São Paulo, 27 (AE) - As 88 famílias que moram na Vila Triângulo, localizada no terreno da antiga Companhia Brasileira de Cimento Portland Perus, correm o risco de ser despejadas. Desde 1924 - época da inauguração da fábrica -, as casas foram construídas para facilitar o dia-a-dia dos trabalhadores e repassadas por comodato verbal - empréstimo gratuito para os antigos moradores.
Em 1992, o terreno da fábrica - desativada desde 1986 - foi tombado pelo patrimônio histórico da Prefeitura. As moradias seriam preservadas. Alegando que não recebeu indenização, o antigo proprietário, o Grupo Chohfi-Abdalla, reassumiu a posse da área em 1995. Exige agora a reintegração de posse das casas.
"Precisávamos organizar, administrar a área e evitar invasores, que estavam tomando conta do local", afirma a advogada do grupo, Simone Bichara. Segundo ela, em 1995 o terreno de 584 mil metros quadrados parecia uma "terra de ninguém", pois muitos funcionários antigos teriam vendido as casas a amigos por preços irrisórios. "Foi uma atitude ilegal, uma vez que eles nunca foram proprietários", alega. "No entanto, não há intenção de desalojá-los."
"Coação" - A notificação de despejo recebida pelo morador José Romanelli, há mais de um mês, contradiz as palavras da advogada. Há cinco anos ele paga R$ 100,00 pelo aluguel de uma casa de dois dormitórios, sala, cozinha e banheiro. "Estou indignado", protesta.
A falta de informação e o medo de serem obrigadas a sair fizeram com que 73 das famílias residentes no local "optassem" por pagar aluguel aos antigos proprietários. "Em 1995, a advogada forçou-nos a assinar o contrato de locação num prazo de 15 dias", reclama Maria Cristina dos Santos, de 37 anos, que mora na Vila desde que nasceu. O contrato vence no fim de 2001 e muitos receiam que não vá ser renovado. As outras 15 famílias entraram este ano na Justiça para garantir o direito de moradia.
Elas têm o apoio, desde o início do ano, do advogado Márcio Pucú. "São todos posseiros de boa fé e encontram-se por lá há muitos anos", explica. "Por isso, estou movendo uma ação de usucapião."
Pucú acredita que as 73 famílias inquilinas foram coagidas pela advogada dos proprietários e, portanto, perderam o direito de posse do terreno. "Assinando o contrato de locação, anula-se o benefício como posseiro, transformando-o automaticamente em locatário", afirma. "Dessa forma, ele fica à mercê da vontade dos locadores."

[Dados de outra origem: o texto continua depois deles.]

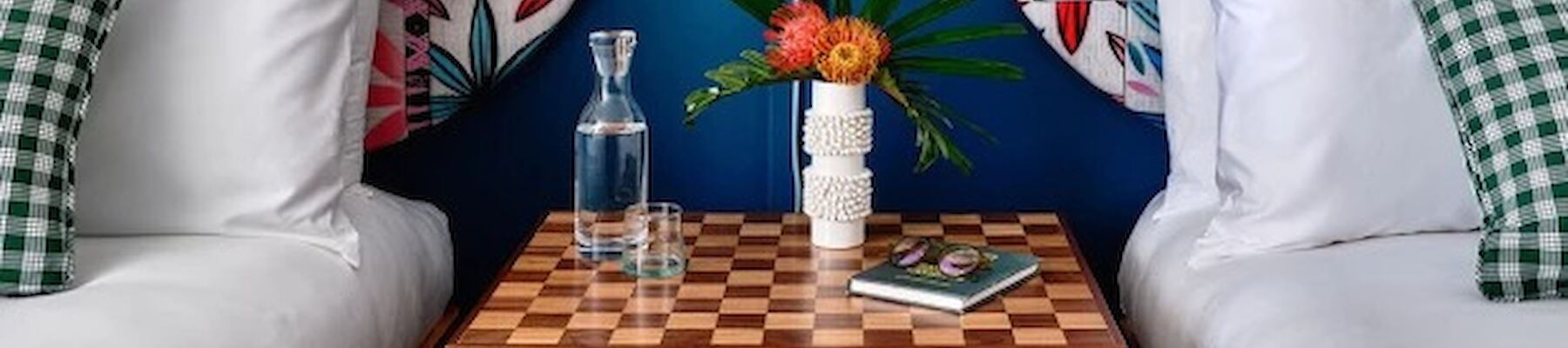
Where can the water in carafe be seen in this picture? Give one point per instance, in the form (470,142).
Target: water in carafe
(611,166)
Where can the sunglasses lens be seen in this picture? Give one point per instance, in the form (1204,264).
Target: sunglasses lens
(960,261)
(909,251)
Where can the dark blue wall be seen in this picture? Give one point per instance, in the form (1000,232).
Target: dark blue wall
(497,166)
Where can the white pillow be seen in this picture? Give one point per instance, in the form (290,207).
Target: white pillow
(1332,127)
(235,117)
(1192,107)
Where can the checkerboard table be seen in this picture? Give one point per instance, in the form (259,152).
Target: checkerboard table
(754,279)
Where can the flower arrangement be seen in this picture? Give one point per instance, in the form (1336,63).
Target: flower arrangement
(868,47)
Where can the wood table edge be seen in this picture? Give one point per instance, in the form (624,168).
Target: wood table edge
(501,275)
(1093,284)
(454,332)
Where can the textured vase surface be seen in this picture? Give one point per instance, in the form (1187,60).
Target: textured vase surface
(838,185)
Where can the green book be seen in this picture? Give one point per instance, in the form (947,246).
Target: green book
(891,283)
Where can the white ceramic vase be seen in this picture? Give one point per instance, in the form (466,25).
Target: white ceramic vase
(838,185)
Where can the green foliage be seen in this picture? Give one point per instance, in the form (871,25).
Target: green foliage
(760,10)
(842,7)
(877,11)
(921,16)
(733,77)
(933,123)
(960,35)
(958,66)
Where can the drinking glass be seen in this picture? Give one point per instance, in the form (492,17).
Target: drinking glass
(662,252)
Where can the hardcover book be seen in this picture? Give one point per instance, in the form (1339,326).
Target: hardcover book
(958,295)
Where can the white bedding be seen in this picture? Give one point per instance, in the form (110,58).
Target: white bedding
(204,291)
(1410,291)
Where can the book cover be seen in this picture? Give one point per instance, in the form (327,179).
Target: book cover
(893,283)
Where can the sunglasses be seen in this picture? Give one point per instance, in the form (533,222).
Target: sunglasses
(919,254)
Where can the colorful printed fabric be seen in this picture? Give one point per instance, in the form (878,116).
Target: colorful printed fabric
(455,52)
(1503,63)
(399,97)
(47,57)
(1115,44)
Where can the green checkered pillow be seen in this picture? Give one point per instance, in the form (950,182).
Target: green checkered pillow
(1504,64)
(47,55)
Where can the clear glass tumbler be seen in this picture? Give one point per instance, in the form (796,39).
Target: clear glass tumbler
(662,252)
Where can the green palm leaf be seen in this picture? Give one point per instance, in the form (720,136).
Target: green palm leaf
(921,16)
(877,11)
(960,35)
(733,77)
(842,8)
(958,66)
(760,10)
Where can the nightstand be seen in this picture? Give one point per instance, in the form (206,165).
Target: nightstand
(754,279)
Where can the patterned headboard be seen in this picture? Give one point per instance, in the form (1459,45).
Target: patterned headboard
(1115,44)
(425,68)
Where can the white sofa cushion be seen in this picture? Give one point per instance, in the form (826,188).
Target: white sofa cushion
(239,117)
(1332,127)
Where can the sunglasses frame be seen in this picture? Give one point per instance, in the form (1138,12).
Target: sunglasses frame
(930,262)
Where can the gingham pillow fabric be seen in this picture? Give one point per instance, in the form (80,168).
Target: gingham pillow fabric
(1504,64)
(47,57)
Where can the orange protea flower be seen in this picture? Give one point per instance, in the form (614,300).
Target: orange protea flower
(794,37)
(850,50)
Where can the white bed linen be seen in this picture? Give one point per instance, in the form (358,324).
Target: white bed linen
(1409,291)
(213,291)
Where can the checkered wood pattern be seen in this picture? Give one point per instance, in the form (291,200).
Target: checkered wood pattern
(756,281)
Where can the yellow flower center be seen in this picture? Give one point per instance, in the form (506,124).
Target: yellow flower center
(847,54)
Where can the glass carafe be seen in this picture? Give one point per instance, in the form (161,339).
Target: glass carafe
(611,171)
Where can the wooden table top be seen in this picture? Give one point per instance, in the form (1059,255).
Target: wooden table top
(756,281)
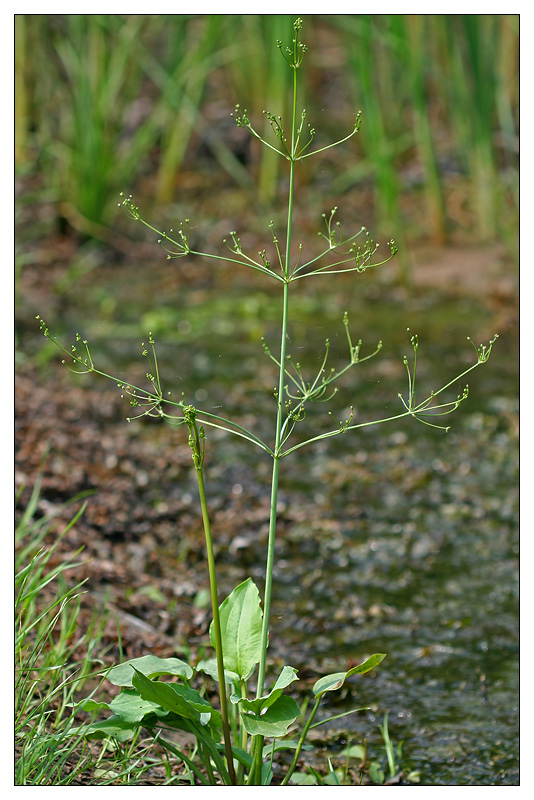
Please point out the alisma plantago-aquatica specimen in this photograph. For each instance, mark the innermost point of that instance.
(231, 746)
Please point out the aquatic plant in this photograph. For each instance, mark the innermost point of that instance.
(230, 739)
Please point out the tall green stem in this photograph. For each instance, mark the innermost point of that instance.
(258, 741)
(196, 442)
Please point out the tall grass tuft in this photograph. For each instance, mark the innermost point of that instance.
(53, 657)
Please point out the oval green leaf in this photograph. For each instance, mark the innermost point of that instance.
(330, 683)
(151, 666)
(241, 620)
(276, 720)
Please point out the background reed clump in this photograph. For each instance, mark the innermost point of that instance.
(100, 98)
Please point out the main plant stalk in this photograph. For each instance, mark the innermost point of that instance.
(258, 741)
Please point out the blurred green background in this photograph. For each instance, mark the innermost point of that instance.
(108, 102)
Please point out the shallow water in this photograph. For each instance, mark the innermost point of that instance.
(396, 539)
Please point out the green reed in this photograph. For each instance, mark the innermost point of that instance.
(230, 740)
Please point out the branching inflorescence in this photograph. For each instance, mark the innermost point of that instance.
(240, 629)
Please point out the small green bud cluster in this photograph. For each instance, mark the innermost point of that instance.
(483, 352)
(129, 206)
(241, 117)
(294, 55)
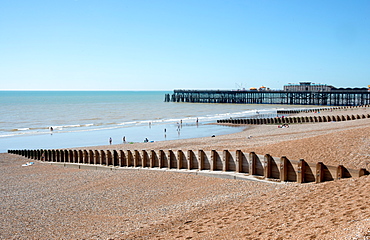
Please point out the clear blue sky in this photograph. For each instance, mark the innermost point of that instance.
(192, 44)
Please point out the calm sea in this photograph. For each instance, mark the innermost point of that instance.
(89, 118)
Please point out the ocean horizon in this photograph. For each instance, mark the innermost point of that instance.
(66, 119)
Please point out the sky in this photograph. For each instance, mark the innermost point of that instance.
(187, 44)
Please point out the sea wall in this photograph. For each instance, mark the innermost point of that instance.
(227, 162)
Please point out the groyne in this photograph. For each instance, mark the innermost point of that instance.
(298, 119)
(227, 164)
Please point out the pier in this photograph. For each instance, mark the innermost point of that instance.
(291, 96)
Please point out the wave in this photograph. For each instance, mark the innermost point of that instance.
(187, 119)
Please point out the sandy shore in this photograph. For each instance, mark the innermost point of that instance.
(50, 202)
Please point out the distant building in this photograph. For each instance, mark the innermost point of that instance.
(307, 87)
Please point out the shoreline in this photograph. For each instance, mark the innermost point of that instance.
(65, 203)
(306, 141)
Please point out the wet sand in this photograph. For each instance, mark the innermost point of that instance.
(50, 202)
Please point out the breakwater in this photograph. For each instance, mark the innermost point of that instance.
(338, 97)
(227, 164)
(299, 119)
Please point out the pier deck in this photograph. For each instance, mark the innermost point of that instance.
(324, 98)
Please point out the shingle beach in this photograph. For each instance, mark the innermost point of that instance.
(45, 201)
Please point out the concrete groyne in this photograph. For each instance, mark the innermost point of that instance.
(299, 119)
(231, 164)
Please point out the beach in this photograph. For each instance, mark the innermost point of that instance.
(44, 201)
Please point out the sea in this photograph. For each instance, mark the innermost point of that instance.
(65, 119)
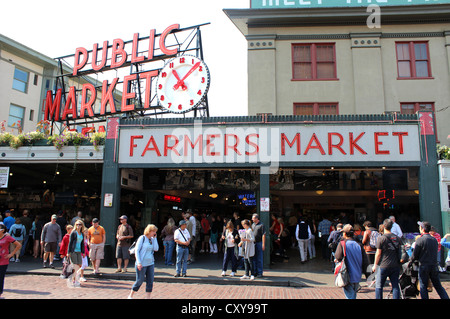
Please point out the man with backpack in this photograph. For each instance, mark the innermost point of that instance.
(425, 252)
(370, 240)
(387, 259)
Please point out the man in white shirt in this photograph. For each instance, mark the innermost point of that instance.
(303, 235)
(182, 239)
(396, 228)
(193, 232)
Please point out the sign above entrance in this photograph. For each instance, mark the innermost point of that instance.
(290, 4)
(88, 101)
(269, 144)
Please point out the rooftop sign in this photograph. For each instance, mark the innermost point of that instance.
(269, 144)
(288, 4)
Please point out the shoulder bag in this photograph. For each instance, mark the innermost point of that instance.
(341, 272)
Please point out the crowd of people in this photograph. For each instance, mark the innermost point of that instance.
(381, 250)
(242, 242)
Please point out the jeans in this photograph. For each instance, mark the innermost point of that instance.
(430, 272)
(168, 245)
(258, 259)
(229, 256)
(182, 255)
(350, 290)
(146, 274)
(302, 247)
(382, 273)
(249, 268)
(2, 277)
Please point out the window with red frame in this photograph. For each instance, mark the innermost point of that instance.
(316, 109)
(314, 61)
(413, 60)
(414, 107)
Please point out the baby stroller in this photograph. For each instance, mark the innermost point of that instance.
(408, 281)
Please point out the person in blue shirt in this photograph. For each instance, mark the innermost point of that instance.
(9, 220)
(446, 244)
(356, 260)
(146, 245)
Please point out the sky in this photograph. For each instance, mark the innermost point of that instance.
(57, 27)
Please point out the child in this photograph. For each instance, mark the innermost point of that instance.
(63, 252)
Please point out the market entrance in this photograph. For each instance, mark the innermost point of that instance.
(346, 195)
(217, 192)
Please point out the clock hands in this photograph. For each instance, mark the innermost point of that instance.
(181, 82)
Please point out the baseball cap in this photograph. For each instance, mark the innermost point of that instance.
(425, 225)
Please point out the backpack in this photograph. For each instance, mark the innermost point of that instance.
(373, 238)
(18, 232)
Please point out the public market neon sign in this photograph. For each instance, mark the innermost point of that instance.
(97, 59)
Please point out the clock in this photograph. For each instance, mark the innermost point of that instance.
(182, 84)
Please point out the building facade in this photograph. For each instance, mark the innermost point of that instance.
(315, 60)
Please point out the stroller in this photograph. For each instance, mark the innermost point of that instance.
(408, 281)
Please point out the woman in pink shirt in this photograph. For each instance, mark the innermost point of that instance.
(5, 241)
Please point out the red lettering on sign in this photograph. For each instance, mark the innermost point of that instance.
(148, 84)
(52, 107)
(132, 145)
(126, 94)
(378, 143)
(87, 105)
(95, 66)
(199, 141)
(134, 52)
(108, 96)
(400, 140)
(255, 145)
(77, 64)
(151, 45)
(338, 145)
(317, 145)
(353, 144)
(234, 146)
(284, 139)
(209, 144)
(71, 105)
(154, 147)
(167, 147)
(118, 50)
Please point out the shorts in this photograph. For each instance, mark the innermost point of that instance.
(76, 258)
(122, 252)
(50, 247)
(97, 251)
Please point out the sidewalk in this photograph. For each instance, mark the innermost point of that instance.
(207, 270)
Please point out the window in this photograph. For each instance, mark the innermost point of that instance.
(413, 60)
(316, 109)
(20, 82)
(414, 107)
(448, 189)
(314, 61)
(16, 114)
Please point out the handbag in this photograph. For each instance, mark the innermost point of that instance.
(342, 277)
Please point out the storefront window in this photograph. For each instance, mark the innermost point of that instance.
(20, 82)
(314, 61)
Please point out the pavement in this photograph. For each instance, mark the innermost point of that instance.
(207, 269)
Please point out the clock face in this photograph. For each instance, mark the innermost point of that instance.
(182, 84)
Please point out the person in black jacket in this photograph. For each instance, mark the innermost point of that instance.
(76, 250)
(425, 252)
(231, 239)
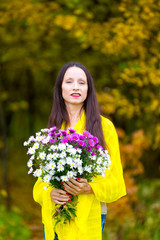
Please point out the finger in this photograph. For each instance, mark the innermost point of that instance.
(82, 180)
(73, 186)
(75, 182)
(70, 190)
(62, 192)
(60, 203)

Os moradores que resistiram a assinar o contrato resolveram criar a Associação dos Moradores da Vila Triângulo e Adjacências. Em 1992, com o tombamento do terreno, a prefeita Luíza Erundina criou um projeto cultural na área para utilização da comunidade. Para prosseguir com a iniciativa, foi criada a Comissão Pró-Centro de Cultura Operária-Perus.
De acordo com a nova entidade, os prédios e instalações se destinariam a um centro de cultura e lazer semelhante ao do Sesc Pompéia. Os moradores continuariam vivendo no local.
Inaugurada em 1924, a Companhia Brasileira de Cimento Portland Perus pertenceu a canadenses até 1950, quando foi vendida ao Grupo Abdalla (posteriormente denominado Chohfi-Abdalla). A casas foram construídas para os trabalhadores. A Vila Triângulo destinava-se aos menos qualificados. Dos salários, descontava-se uma taxa simbólica. Desde que o então deputado estadual José João Abdalla comprou a fábrica, houve cinco greves - entre elas a mais demorada da história do Brasil: durou sete anos, entre 1962 e 1969.
Em 1981, o governo federal confiscou a fábrica, por dívidas com a União e por ações trabalhistas desde 1962. Dois anos depois, foi leiloada. Segundo representantes do sindicato dos trabalhadores, nas 24 horas de prazo do leilão Abdalla associou-se a Sérgio Chohfi para arrematarem a companhia. Em março de 1987 foram demitidos mais de 300 funcionários. A fábrica foi fechada.